Proof of statement with empty hypothesis

Question

Let's say I have these two propositions:

Prop A. "If $x \in \mathbb{R}$ such that $x^2=-1$ then $3x^2$ is invertible (that means, $3x^2 \neq 0$)"

Prop B. "If $x \in \mathbb{R}$ such that $x^2=-1$ then $3x^2$ is singular (not invertible)"

I want to ask about the correctness of these proofs:

Proof 1.A and 1.B: There is no $x \in \mathbb{R}$ such that $x^2 = -1$, so no matter what the thesis says, the proposition is true, as there will be no counterexample.

Proof 2.A: Suposing $x\in \mathbb{R}$ such that $x^2 = -1$, we have that $3x^2 = 3(-1) = -3 \neq 0$, so proposition $A$ is true.

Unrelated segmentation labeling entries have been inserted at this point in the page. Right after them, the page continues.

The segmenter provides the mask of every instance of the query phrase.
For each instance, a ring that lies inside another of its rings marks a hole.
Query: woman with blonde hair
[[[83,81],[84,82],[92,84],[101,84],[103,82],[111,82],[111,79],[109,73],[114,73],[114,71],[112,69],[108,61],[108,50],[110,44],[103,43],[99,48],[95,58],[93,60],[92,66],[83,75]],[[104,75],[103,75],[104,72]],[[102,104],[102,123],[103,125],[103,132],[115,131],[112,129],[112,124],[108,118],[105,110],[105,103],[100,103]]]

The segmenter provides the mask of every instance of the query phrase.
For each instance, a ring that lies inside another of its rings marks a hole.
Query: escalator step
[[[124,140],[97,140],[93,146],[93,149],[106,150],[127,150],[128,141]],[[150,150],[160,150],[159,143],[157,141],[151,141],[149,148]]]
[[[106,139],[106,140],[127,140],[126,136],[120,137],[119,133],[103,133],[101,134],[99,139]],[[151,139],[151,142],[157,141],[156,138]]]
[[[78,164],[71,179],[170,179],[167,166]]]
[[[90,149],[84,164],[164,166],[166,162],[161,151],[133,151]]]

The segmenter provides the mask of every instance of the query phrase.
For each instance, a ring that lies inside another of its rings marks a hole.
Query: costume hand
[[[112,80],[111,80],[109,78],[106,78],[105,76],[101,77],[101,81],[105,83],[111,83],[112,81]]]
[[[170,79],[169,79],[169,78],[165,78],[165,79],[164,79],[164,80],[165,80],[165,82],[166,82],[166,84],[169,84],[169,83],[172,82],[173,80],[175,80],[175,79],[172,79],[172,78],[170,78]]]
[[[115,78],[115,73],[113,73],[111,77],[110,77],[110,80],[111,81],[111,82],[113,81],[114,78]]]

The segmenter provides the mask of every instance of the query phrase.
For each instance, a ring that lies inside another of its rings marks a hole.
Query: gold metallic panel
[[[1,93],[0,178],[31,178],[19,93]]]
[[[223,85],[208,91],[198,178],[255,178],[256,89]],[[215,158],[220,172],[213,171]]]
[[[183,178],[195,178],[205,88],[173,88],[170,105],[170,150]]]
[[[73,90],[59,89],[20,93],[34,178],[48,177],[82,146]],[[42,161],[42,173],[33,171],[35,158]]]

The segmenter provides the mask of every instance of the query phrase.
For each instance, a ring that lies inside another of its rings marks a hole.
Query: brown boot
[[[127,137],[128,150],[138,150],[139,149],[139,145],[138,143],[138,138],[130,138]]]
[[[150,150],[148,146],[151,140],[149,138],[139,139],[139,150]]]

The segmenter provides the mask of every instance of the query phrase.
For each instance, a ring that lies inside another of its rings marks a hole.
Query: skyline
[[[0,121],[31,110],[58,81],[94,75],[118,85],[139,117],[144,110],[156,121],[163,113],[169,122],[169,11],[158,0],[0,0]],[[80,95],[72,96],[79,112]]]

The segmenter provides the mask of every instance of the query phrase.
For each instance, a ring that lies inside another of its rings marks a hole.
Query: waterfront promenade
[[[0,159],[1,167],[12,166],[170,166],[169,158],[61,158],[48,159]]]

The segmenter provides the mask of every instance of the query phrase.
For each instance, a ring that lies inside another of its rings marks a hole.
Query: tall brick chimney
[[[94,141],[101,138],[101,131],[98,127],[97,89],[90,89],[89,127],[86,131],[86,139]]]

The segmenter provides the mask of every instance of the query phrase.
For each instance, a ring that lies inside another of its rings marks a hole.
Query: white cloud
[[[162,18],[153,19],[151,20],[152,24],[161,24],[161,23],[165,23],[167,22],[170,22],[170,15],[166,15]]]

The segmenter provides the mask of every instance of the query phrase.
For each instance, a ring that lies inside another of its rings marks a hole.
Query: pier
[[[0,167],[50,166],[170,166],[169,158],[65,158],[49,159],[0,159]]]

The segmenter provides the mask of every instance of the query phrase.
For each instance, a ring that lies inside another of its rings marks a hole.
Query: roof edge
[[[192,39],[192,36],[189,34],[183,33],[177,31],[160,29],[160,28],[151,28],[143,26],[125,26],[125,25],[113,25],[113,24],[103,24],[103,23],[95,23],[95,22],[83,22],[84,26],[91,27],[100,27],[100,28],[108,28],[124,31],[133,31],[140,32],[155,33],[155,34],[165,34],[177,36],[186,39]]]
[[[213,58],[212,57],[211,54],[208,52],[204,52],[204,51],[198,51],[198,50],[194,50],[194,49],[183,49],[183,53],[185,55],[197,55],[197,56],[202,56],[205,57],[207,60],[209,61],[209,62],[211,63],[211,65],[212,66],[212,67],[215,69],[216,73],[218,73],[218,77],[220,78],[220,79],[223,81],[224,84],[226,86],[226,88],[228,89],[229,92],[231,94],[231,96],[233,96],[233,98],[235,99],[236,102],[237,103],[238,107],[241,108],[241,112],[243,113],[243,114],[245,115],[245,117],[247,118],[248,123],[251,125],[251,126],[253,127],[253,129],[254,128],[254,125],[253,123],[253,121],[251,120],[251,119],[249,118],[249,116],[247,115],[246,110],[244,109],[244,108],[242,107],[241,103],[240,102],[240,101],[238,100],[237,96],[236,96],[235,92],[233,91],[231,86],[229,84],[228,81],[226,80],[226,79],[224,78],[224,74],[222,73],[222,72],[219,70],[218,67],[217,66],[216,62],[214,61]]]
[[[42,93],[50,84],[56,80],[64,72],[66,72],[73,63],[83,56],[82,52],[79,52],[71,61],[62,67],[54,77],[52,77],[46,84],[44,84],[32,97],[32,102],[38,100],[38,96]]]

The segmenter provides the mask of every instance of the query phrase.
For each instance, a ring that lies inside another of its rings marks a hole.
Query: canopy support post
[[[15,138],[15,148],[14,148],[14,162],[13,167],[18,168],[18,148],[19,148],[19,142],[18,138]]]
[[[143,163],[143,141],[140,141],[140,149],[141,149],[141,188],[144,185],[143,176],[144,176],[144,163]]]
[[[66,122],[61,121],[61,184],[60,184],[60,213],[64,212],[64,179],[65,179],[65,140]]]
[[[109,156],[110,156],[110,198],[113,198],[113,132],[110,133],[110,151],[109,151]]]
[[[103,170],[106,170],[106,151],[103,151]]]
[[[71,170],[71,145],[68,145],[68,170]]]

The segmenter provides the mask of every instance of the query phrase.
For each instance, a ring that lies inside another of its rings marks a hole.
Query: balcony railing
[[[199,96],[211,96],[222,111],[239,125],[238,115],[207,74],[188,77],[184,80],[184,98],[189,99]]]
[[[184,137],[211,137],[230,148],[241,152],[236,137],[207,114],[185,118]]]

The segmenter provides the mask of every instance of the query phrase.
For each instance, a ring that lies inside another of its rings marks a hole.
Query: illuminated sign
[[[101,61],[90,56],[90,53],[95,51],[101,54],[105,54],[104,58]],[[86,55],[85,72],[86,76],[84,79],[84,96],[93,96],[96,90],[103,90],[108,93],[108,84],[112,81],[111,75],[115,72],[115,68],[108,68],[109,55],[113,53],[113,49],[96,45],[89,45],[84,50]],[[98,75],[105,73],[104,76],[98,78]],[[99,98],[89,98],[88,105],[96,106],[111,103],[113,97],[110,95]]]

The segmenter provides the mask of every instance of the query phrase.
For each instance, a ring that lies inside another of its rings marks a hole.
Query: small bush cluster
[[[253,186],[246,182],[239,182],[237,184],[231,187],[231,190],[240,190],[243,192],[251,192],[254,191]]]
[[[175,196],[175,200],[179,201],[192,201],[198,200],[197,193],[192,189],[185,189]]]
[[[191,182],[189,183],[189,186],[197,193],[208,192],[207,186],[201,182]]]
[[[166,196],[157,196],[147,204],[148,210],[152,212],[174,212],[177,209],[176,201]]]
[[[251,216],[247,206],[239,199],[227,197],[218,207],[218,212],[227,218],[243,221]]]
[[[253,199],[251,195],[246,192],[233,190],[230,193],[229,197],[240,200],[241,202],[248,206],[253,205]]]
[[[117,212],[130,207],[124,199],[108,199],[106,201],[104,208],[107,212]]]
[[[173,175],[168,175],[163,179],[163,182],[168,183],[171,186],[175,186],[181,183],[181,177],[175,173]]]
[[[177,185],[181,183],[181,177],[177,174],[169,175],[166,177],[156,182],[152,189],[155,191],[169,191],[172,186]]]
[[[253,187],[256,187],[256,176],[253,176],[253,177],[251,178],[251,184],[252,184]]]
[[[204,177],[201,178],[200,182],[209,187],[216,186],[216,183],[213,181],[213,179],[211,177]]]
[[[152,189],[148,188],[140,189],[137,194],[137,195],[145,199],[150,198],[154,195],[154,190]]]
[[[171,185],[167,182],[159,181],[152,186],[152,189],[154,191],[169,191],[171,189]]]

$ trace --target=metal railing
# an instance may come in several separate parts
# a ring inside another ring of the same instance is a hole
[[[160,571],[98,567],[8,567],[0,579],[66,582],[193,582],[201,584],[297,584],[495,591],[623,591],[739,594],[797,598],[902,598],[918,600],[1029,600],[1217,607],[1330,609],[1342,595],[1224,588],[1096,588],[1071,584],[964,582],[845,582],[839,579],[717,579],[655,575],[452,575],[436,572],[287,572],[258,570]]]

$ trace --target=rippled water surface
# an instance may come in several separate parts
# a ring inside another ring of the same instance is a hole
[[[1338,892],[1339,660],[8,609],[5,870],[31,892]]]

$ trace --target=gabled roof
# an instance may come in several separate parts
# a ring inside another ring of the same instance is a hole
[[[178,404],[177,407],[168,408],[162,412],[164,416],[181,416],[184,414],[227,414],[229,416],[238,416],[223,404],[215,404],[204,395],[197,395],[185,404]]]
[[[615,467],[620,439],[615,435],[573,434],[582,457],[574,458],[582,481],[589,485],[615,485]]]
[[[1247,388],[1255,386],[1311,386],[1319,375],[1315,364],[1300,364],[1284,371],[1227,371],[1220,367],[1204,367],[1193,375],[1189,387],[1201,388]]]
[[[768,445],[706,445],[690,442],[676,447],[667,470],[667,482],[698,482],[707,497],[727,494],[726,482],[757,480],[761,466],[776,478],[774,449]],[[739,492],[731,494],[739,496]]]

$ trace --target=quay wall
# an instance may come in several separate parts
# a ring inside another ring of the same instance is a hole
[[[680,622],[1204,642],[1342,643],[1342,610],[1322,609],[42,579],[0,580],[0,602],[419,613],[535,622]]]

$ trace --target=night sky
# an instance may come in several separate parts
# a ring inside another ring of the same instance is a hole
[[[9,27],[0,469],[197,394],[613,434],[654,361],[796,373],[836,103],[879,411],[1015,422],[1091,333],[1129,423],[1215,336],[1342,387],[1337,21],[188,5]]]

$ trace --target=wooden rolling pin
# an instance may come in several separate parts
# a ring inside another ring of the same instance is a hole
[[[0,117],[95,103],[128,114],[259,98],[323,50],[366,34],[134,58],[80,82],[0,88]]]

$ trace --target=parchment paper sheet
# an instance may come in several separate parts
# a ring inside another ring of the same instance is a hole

Proof 3.B: Suposing $x\in \mathbb{R}$ such that $x^2 = -1$, we have that $3x^2 = 3(-1) = -3 \neq 0$, so $3x^2$ is not singular and proposition $B$ is false.

Obviously, they can not all be right. I think Proof 3.B is wrong. ¿But is proof 2.A right? Because it's basically using the same method (ignoring that no such $x$ exists, and using the hypothesis)

Answer 1

I assume that the propositions mean "For all $x$, if $x \in \mathbb{R}$ such that ..." If so, then to prove that Proposition B is false you would have to prove that there exists some $x \in \mathbb{R}$ such that $x^2 = -1$ and $3x^2$ is not singular. Proof 3.B does not do that. So the final phrase "and Proposition B is false" is incorrect.

Answer 2

All of them are right. If $\neg p$ is true then $p\to q$ and $p\to\neg q$ are true.

Example: If $x\in\Bbb R$ such that $x^2=-1$ then I have tons of umbrellas within a bottle of coke that is in the orbit of Mars. Indeed, assume the contrary. Then, by hypothesis, there exists some $x\in\Bbb R$ such that $x^2=-1$. But this is a contradiction, because no such real number exists. So if $x^2=-1$, that thing about the umbrellas is true.

Answer 3

$\neg P$ and $P$ $\implies Q $ for any propositions $P$ and $Q$ this is known as the principle of explosion .